C. Successive Petition
Edwards seeks to reopen the prior proceedings to make new claims that were not, but could have been, asserted by prior federal habeas counsel. His motion constitutes a successive habeas petition that requires authorization under 28 U.S.C. § 2244(b)(3). Because the Court of Appeals has not issued an order authorizing this Court to consider this successive Section 2254 petition, this Court is without jurisdiction to do so. This Court may either dismiss the motion for lack of jurisdiction, or it may transfer it to the Court of Appeals. See In re Hartzog, 444 F. App'x 63, 654 (5th Cir. 2011) (citing United States v. Key, 205 F.3d 773, 774 (5th Cir. 2000)).
"Normally transfer will be in the interest of justice because normally dismissal of an action that could be brought elsewhere is time consuming and justice-defeating." Miller v. Hambrick, 905 F.2d 259, 262 (9th Cir. 1990). These concerns are heightened when considering whether to stay an execution. See, e.g., Ford v. Wainwright, 477 U.S. 399, 411 (1986) (discussing special concerns arising in capital proceedings leading up to an execution); Hearn v. Thaler, No. 3:12-CV-2140-D, 2012 WL 2715653 (N.D. Tex., July 9, 2012) (Fitzwater, C.J.). The Court finds that it is in the interest of justice to transfer the motion to the Court of Appeals rather than dismiss.
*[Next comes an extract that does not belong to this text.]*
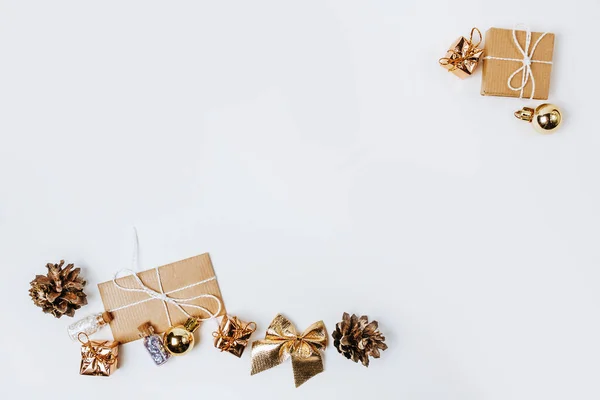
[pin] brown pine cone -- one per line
(357, 339)
(60, 291)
D. Motions to Stay Execution
In connection with his motion to obtain Rule 60(b) relief, Edwards has filed an original and amended application to stay his execution (Stay App., doc. 87; Am. Stay App., doc. 88). This Court's jurisdiction to grant these motions relies upon jurisdiction to consider the motion to obtain Rule 60(b) relief. Because this Court lacks jurisdiction over the motion for Rule 60(b) relief, it lacks jurisdiction to rule on these motions as well. See Hawkins v. Stephens, No. 2:14-CV-314, 2015 WL 3882422, at *1 (S.D. Tex. June 17, 2015) (Ramos, J.), appeal dismissed (5th Cir. Feb. 29, 2016) (citing United States v. Key, 205 F.3d 773, 775 (5th Cir. 2000); In re Sepulvado, 707 F.3d at 552. It is in the interest of justice to transfer these motions to the Court of Appeals as well.
* * *
Edwards' motion for relief under Rule 60(b) (doc. 83) is a successive application for habeas relief and is TRANSFERRED to the United States Court of Appeals for the Fifth Circuit along with the original and amended applications to stay his execution (doc. 87, 88) See Henderson v. Haro, 282 F.3d 862, 864 (5th Cir. 2002).
The Clerk of Court is DIRECTED to open for statistical purposes a new civil action (nature of suit 535 - death penalty habeas corpus - assigned to the same district judge) and to close the same on the basis of this Order.
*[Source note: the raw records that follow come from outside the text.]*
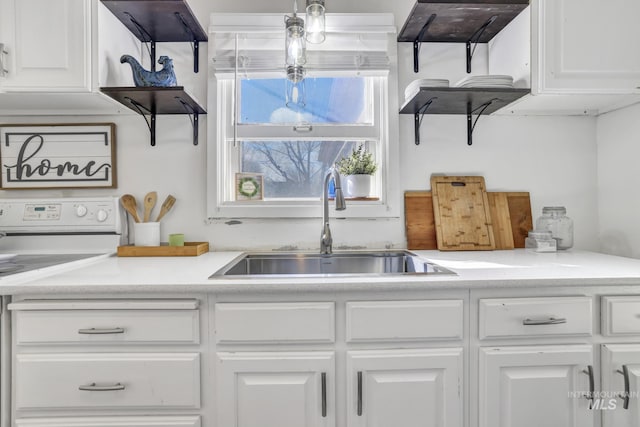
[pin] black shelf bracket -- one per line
(195, 47)
(151, 122)
(471, 124)
(474, 39)
(418, 41)
(146, 38)
(193, 117)
(418, 116)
Considering the record in this case and pursuant to Federal Rule of Appellate Procedure 22(b), Rule 11(a) of the Rules Governing §§ 2254 and 2255 proceedings, and 28 U.S.C. § 2253(c), the Court GRANTS a certificate of appealability on the question of whether the effective abandonment of Petitioner by his federally appointed habeas counsel constitutes a defect in the integrity of the original habeas proceedings that may authorize Rule 60(b) relief in this Court. Reasonable jurists would find it "debatable whether [this Court] was correct in its procedural ruling." Slack v. McDaniel, 529 U.S. 473, 484 (2000). Petitioner has previously been allowed to proceed in forma pauperis and this status is continued for purposes of appeal. (Mem. Op. and Order, doc. 22, at 29.)
SO ORDERED this 19 day of January, 2017.